For some reason, the CVM went unresponsive regarding it´s cluster-services…

 

  1. CVM itself is available via SSH and I´m able to login using the Nutanix-User
  2. CVM cluster status says:

     

nutanix@NTNX-xxx-B-CVM:172.18.95.76:~$ cluster status | grep -v UP
2026-05-08 04:50:48,386Z INFO MainThread zookeeper_session.py:226 Ignoring passed host_port_list: zk1:9876,zk2:9876,zk3:9876 because the passed host_port_list appears to have been copied from the environment variable or gflag.
2026-05-08 04:50:48,387Z INFO MainThread zookeeper_session.py:296 cluster is attempting to connect to Zookeeper (unestablished session (object 0x7f6bd2b5d220)), host port list zk1:9876,zk2:9876,zk3:9876
2026-05-08 04:50:48,387Z INFO MainThread patterns.py:75 Creating a new instance for ZookeeperSession[('client_id', None), ('connection_timeout', None), ('host_port_list', 'zk1:9876,zk2:9876,zk3:9876'), ('use_zk_mt', None)]
2026-05-08 04:51:08,388Z ERROR MainThread configuration.py:168 Could not get Zookeeper connection with host_port_list: zk1:9876,zk2:9876,zk3:9876
2026-05-08 04:51:08,389Z INFO MainThread cluster:3645 Executing action status on SVMs 172.16.202.1,172.16.202.3,172.16.202.5
2026-05-08 04:51:23,396Z INFO MainThread cluster:2588 Waiting for response from 172.16.202.3
2026-05-08 04:51:38,396Z INFO MainThread cluster:2588 Waiting for response from 172.16.202.3
2026-05-08 04:51:48,406Z INFO MainThread cluster:3809 Success!
The state of the cluster: Unknown
Lockdown mode: Disabled

        CVM: 172.18.95.74 [172.16.202.1] Down

        CVM: 172.18.95.78 [172.16.202.5] Down
The state of the cluster: Zookeeper is down.

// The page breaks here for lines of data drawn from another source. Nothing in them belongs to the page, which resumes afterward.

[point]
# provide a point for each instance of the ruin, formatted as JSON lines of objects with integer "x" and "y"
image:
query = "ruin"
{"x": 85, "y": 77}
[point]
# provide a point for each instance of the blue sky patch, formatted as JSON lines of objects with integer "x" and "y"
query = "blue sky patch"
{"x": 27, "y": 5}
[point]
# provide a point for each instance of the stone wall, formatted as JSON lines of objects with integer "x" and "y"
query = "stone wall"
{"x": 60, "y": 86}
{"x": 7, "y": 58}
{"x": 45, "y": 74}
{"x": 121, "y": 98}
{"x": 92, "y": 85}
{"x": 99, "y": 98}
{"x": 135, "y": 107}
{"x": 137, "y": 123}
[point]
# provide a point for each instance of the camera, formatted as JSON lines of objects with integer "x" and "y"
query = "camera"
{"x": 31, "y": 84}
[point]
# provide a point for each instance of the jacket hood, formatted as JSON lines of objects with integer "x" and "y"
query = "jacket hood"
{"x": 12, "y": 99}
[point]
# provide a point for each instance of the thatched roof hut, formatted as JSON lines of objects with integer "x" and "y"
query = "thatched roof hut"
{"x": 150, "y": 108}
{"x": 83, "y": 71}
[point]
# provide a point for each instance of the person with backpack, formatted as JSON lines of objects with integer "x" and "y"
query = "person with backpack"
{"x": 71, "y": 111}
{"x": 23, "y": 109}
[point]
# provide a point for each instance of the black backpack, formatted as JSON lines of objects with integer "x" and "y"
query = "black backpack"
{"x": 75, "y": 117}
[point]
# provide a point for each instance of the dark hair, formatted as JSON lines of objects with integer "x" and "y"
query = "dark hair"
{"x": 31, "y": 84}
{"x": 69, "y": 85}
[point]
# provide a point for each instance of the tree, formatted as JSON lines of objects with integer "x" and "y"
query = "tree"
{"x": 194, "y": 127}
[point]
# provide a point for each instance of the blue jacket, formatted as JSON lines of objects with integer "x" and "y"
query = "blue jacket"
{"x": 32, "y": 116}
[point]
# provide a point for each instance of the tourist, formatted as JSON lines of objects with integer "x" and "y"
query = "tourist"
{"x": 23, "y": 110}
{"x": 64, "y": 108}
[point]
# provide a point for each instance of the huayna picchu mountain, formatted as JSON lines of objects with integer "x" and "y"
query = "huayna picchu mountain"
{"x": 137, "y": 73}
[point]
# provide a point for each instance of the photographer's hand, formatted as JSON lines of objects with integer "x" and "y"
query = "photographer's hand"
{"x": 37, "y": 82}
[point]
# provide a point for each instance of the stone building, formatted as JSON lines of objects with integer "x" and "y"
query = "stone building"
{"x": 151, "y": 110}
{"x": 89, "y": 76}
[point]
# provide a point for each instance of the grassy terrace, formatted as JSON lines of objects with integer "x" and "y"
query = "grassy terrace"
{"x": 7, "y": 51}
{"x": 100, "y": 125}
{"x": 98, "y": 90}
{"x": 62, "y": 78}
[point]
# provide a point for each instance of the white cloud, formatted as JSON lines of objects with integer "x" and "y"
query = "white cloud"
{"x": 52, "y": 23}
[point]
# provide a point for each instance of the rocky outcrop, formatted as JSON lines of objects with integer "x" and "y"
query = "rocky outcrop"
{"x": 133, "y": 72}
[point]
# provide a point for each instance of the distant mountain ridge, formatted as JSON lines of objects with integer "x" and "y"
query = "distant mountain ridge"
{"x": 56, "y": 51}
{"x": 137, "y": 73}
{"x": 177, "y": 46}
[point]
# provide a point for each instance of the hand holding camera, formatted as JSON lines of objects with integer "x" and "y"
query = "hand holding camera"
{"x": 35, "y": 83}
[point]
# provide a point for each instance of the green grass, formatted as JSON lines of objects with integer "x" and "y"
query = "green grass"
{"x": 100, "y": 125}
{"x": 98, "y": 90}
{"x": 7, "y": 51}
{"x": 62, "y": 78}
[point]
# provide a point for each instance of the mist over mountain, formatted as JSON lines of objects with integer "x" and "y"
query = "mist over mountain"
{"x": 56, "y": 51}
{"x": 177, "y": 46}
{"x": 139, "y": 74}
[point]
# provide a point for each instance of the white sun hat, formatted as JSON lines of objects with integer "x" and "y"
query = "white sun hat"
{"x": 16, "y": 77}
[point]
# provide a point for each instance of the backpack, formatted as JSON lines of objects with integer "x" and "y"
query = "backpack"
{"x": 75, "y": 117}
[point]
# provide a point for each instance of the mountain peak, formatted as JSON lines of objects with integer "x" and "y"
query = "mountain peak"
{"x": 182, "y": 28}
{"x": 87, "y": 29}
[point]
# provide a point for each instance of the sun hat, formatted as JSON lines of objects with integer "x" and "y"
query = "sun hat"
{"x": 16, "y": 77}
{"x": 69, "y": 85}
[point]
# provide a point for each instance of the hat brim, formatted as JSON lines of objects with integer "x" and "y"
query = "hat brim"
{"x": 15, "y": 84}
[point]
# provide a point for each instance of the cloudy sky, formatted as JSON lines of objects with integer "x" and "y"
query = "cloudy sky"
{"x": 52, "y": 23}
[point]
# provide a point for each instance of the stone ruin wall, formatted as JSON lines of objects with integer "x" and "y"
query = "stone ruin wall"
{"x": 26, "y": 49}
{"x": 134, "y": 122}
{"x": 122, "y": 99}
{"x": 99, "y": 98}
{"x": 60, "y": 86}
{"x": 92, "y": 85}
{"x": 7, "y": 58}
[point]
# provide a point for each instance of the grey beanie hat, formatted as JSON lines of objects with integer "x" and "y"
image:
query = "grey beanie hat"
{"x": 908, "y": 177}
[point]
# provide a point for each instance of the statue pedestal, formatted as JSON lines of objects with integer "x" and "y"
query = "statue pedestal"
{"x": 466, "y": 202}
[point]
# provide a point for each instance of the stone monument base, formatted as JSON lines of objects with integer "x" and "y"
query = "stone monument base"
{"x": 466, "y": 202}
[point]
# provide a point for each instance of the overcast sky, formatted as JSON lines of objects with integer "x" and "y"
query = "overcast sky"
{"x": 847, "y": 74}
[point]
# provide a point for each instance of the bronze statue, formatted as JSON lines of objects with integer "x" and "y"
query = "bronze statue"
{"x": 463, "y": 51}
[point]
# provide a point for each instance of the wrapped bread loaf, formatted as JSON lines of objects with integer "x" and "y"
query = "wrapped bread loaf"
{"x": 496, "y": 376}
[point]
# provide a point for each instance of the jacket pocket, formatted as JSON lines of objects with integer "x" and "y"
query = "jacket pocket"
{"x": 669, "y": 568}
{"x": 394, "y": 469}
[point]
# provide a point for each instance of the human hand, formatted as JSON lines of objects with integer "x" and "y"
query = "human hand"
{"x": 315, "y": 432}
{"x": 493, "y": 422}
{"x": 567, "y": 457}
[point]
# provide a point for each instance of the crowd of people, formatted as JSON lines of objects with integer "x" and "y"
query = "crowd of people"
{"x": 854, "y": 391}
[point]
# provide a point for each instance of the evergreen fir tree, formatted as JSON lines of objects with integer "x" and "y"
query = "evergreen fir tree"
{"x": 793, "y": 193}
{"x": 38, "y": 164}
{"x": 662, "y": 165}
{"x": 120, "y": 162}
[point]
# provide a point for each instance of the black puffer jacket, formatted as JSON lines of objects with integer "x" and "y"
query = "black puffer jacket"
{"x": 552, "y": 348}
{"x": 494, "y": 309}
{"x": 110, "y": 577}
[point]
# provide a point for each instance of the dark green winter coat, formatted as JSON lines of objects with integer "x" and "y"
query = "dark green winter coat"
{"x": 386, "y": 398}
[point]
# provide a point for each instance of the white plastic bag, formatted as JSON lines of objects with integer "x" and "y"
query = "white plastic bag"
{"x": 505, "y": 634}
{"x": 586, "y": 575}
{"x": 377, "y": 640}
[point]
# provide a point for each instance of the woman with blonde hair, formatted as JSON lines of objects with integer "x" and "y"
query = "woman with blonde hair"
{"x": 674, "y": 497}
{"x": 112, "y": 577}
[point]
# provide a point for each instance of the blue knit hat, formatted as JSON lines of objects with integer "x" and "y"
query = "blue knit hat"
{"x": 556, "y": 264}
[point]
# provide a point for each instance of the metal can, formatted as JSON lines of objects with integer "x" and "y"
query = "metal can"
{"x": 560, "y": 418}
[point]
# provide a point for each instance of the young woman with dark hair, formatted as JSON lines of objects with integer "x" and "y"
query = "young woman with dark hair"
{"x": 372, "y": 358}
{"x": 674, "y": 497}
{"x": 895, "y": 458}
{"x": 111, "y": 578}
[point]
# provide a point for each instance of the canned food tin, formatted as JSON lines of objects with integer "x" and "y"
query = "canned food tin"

Is the cluster configured?
Lockdown mode: Disabled

 

  1.  listing the Interfaces is also interesting:

nutanix@NTNX-CZUD3G025D-B-CVM:172.18.95.76:~$ manage_ovs show_interfaces
Failed to fetch gflags. Acropolis service might be down: HTTPConnectionPool(host='127.0.0.1', port=2030): Max retries exceeded with url: /h/gflags?show=hypervisor_username (Caused by NewConnectionError('<urllib3.connection.HTTPConnection object at 0x7efbfe372850>: Failed to establish a new connection: [Errno 111] Connection refused')).
Failed to execute ovs-appctl command: bond/show br1-up
lacp_status is missing in output of 'ovs-appctl bond/show br1-up'
Failed to execute ovs-appctl command: bond/show br0-up
lacp_status is missing in output of 'ovs-appctl bond/show br0-up'
name  mode link speed
eth2 25000 True 25000
eth3 25000 True 25000
eth4 25000 True 25000
eth5 25000 True 25000
eth6 25000 True 25000
eth7 25000 True 25000
eth8 25000 True 25000
eth9 25000 True 25000

#  it seems that we lost eth0 & eth1 ? 

eth0 was part of the br0  , eth1 was part of the br1 , Backplane-Network is/was on br1

 

Do you have any ideas ?

 

Thank you for any help..

 

 

 

1 reply

jarrodl
Forum|alt.badge.img+2
  • Vanguard
  • May 8, 2026

If this is a production system you should consider engaging support.